Cognitive function was evaluated using a battery of neuropsychological tests including the Montreal Cognitive Assessment (MoCA), Symbol Digit Modalities Test (SDMT), Trail-Making Test (TMT1-5, D-KEFS), Verbal Fluency Test (VF1, D-KEFS), Color-Word Interference Test (CWIT1-4, D-KEFS), Brief Visuospatial Memory Test (BVMT-R), Dysexecutive questionnaire (DEX, BADS). Outcomes were compared with normative data and patients were classified into robust, impaired or not. Z-scores were computed for tests included in the neuropsychological battery. The cut-off performed z-score (-0.6 – -1.3)(-1.3 – -2.0)( ≤ − 2), was approximately the 24^th percentile. Fatigue was assessed by the Multidimensional Fatigue Inventory (MFI-20).

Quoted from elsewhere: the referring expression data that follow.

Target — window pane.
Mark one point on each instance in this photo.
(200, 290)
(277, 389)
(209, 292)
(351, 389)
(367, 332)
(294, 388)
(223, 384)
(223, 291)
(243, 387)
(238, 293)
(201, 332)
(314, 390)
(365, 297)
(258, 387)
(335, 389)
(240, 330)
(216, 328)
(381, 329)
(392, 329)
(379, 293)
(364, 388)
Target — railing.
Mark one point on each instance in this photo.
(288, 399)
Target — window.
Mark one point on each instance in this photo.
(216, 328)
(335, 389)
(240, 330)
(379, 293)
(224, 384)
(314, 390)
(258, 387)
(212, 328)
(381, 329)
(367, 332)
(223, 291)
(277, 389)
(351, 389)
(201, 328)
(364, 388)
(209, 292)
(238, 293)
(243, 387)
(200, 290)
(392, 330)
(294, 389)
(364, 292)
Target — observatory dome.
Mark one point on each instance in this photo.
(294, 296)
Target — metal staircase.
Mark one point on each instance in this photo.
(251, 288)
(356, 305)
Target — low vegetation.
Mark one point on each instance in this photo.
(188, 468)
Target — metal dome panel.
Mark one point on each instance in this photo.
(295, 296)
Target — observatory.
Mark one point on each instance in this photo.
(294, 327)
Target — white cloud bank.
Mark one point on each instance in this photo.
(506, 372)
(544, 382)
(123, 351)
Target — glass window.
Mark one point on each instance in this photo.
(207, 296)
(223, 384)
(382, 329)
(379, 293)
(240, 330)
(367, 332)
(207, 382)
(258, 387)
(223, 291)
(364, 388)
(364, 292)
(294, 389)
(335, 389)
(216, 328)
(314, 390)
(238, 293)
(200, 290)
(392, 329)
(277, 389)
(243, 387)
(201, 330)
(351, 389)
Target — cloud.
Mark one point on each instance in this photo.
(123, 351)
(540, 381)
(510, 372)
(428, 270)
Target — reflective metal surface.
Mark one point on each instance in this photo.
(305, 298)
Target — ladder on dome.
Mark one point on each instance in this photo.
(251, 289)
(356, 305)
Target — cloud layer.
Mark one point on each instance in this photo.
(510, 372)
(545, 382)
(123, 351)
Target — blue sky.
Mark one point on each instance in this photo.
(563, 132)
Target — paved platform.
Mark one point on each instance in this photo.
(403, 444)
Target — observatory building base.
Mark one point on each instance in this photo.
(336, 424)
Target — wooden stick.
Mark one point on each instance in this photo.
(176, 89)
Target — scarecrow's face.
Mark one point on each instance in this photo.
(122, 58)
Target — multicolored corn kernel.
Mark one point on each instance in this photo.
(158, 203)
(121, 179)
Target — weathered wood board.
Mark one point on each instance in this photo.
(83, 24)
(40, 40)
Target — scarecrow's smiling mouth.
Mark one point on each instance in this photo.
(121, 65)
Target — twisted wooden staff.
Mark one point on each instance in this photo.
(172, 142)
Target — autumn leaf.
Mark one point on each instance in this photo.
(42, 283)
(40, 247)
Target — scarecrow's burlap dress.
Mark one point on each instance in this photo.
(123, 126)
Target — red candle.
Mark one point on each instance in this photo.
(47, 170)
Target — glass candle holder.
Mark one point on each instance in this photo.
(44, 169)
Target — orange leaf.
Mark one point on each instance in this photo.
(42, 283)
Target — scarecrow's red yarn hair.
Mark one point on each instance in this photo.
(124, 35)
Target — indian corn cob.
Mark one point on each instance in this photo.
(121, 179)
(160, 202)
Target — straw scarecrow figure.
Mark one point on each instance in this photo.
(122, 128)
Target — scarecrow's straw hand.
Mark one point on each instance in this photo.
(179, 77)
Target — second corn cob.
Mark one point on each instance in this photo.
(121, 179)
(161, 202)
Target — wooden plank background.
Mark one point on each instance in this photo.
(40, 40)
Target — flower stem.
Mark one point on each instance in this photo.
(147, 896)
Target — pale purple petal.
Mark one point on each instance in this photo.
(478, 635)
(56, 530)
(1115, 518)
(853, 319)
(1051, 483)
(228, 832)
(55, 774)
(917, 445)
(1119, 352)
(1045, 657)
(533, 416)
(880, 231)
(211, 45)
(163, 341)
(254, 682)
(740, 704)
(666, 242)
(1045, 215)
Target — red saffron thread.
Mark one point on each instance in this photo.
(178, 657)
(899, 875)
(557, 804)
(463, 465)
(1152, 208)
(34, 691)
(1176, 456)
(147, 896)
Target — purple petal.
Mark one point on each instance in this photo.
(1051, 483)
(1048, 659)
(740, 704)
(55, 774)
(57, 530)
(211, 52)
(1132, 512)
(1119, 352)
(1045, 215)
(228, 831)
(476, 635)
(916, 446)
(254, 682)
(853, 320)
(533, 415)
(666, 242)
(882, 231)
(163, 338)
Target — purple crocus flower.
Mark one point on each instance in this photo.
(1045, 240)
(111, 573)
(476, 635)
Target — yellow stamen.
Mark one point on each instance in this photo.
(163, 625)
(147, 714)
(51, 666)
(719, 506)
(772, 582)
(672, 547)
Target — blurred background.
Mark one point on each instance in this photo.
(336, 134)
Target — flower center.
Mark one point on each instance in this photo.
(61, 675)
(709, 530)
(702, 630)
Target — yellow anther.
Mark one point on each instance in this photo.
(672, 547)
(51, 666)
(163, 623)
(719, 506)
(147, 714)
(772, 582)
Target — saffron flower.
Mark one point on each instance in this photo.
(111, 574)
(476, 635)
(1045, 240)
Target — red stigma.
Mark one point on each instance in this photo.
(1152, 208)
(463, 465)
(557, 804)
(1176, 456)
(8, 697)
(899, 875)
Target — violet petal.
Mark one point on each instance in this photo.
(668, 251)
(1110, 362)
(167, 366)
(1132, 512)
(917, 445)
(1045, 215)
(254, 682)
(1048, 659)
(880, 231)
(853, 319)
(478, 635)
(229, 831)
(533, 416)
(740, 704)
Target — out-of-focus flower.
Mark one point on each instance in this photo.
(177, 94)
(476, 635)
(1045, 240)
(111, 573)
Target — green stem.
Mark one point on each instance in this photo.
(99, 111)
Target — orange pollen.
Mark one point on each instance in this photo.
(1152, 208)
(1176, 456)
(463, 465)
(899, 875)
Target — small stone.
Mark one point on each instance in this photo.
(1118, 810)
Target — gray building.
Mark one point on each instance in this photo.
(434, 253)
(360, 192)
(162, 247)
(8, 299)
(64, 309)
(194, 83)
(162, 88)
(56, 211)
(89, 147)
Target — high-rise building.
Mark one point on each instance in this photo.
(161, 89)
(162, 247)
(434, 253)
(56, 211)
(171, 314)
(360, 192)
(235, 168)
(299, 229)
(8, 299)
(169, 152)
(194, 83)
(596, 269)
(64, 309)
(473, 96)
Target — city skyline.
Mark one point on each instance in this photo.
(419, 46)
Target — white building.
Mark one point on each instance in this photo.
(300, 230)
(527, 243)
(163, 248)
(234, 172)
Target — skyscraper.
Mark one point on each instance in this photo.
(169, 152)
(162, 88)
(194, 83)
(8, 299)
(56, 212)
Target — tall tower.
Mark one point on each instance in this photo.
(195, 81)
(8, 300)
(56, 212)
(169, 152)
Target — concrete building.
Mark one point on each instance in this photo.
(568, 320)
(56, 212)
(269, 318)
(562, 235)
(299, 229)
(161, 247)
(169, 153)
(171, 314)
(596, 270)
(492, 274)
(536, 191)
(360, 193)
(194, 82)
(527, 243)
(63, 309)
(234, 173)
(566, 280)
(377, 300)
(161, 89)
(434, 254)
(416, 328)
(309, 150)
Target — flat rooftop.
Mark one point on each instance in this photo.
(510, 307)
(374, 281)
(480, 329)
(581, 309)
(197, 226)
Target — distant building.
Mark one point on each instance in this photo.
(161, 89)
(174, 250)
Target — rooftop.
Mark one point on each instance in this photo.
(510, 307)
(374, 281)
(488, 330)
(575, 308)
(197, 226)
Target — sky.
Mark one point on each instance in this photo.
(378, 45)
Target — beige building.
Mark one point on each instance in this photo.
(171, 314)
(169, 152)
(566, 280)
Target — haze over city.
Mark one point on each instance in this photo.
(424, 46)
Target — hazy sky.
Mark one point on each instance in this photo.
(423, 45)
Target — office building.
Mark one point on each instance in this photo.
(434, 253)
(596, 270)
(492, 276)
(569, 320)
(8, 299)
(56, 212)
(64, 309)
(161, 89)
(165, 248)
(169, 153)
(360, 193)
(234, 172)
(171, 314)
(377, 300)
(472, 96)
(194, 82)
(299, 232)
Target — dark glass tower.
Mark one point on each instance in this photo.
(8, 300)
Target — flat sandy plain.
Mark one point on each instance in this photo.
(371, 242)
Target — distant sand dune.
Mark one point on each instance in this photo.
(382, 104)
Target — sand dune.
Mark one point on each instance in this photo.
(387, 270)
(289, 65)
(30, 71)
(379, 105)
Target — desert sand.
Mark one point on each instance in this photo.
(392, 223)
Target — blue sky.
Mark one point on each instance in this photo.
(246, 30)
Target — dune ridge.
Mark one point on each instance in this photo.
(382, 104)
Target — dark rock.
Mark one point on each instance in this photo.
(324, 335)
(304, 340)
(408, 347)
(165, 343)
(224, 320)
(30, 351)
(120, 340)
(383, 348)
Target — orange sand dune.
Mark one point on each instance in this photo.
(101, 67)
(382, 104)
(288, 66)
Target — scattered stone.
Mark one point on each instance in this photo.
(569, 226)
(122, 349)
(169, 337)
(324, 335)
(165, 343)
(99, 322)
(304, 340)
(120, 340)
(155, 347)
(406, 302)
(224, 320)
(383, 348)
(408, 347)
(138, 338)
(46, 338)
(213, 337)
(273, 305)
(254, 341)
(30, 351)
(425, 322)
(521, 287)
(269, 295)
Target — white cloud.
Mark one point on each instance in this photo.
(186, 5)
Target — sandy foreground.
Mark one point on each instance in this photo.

Spearman’s correlations were used to determine the relationship between MoCA and different cognitive tests.

Results:

Based on the MoCA, 37% had cognitive impairment in this total sample. Using the SDMT, processing speed was measured, and showed that 37% had cognitive impairment. TMT1 was used to measure processing speed and attention and showed that 17% had cognitive impairment. CWIT1 was used to measure processing speed and attention and showed that 52% had cognitive impairment.

Using the TMT3 to measure executive function, 22% were found to have cognitive impairment. The TMT4 showed that 48% had cognitive impairment. With the VF1-test, 41% were found to have cognitive impairment of executive function.

Using the BVMT-total to measure episodic memory, learning and recognition memory, 48% of the sample were found to have cognitive impairment. Using the BVMT-delay, 37% were found to have cognitive impairment. With the BVMT2, 44% were found to have cognitive impairment, BVMT3, 39% were found to have cognitive impairment. In our study 91% of the patients reported mild to very severe mental and general fatigue.

Correlations were observed between MoCA and SDMT (r=0.356, p=0.017), TMT1 (r=0.501, p<0.001), TMT3 (r=0.379, p=0.011), TMT4 (r=0.378, p=0.011), VF1 (r=0.438, p=0.003), CWIT1 (r=0.408, p=0.007), BVMT2 (r=0.363, p=0.014), BVMT3 (r=0.436, p=0.003), BVMT-total (r=0.295, p=0.049) and BVMT-delay (r=0.475, p<0.001).

Correlations were observed between MFI-20/general fatigue and DEX (r=0.302, p=0.037). The correlation doesn’t indicate that MFI-20/general fatigue, can describe cognitive dysfunction regarding self-reported executive function. Based on the DEX, only 4% in this sample reported mild to severe cognitive executive impairment.

Conclusions:

This study describes a relative high prevalence of cognitive dysfunction in older adults with moderate to complex CHD, which suggests that the MoCA test may be suitable to use as screening instrument in daily practice. However, this study indicates that it is not self-reported cognitive impairments and executive functions that describe this population.